Licensed to disappoint
The initial guide price of £17.50-£22.50 a share quickly narrowed to £18.50-£20. Trading opened on 3 October at £19. But today, it trades at an all-time low of just £11.30, having lost more than a third of its value. Initial hopes of a £5bn market-cap have been hit by the reality of its current £2.59bn listing.
A chunk of those losses came today with the share price falling 17.75% on publication of its preliminary results for the year to 31 December 2018. It’s not the only big faller this week. Yet the James Bond carmaker’s numbers weren’t as bad as that would suggest.
Aston Martin posted a 25% rise in revenue to a record £1.1bn, with adjusted EBITDA up 20% to £247m and total volumes rising 26% to 6,441, ahead of guidance. Core car volumes rose 30% while special editions continued to be in high demand.
October’s backfiring IPO caused much of the damage. This may have been a “key milestone in the company’s history,” but it was also an expensive one, with £136m of associated costs, of which £29m was cash. This led to a reported loss before tax of £68m, against profit of £85m in 2017. The IPO wasn’t the only culprit, though. Adjusted pre-tax profit was £68m before one-off IPO costs, and that was still below 2017’s profit of £73m.

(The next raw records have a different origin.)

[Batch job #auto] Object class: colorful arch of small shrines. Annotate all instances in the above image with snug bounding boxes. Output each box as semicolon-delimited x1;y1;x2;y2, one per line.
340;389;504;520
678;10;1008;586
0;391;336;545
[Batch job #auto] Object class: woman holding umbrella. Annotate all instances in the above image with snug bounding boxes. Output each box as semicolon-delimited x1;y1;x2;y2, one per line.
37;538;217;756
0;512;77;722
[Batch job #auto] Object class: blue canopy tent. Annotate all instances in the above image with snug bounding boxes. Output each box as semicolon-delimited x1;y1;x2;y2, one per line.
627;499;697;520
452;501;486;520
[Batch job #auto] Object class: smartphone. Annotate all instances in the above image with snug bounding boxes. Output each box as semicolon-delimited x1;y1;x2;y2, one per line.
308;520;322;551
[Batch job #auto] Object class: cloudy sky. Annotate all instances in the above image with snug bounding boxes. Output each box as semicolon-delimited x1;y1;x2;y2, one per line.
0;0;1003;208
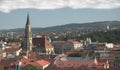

Aston Martin nevertheless reported strong volume growth across all regions with Asia-Pacific up 44% (31% in China), the Americas up 38% and the UK up 17%. The group also reduced net debt from £673m to £560m.
CEO Dr Andy Palmer hailed “an outstanding year for Aston Martin Lagonda, delivering strong growth, with improving revenues, unit sales and adjusted profits,” and added that the UK’s only listed luxury automotive group has demonstrated its legitimacy in the global luxury market.
He reckons the combination of “outstanding high-performance cars with iconic brand-status” should allow the group to steer through “the uncertainties and disruption impacting the wider auto industry.” But markets are unconvinced.
Aston Martin can’t even blame Brexit, having denied last summer that it poses a threat to the company. But it conceded Brexit could hit its ability to hire and retain skilled workers, and has set aside £30m to weather any disruption.
Mixed messages like these don’t inspire confidence in management, even if it appears to have lower exposure to tariff threats and supply disruption than high volume rivals such as Nissan, Honda and Jaguar Land Rover.
The group has reaffirmed its guidance for 2019, which is brave given the threats facing the automobile sector. Yet I’m beginning to think that negative market sentiment has been overdone. Others disagree, though.
Despite the share price slump, Aston Martin still trades at a pricey 24.1 times forecast earnings, with a relatively high price-to-revenue ratio of 2.5. That said, City analysts are forecasting 197% earnings per share growth in 2019, and another 90% in 2020. This could be a brave buy for contrarians.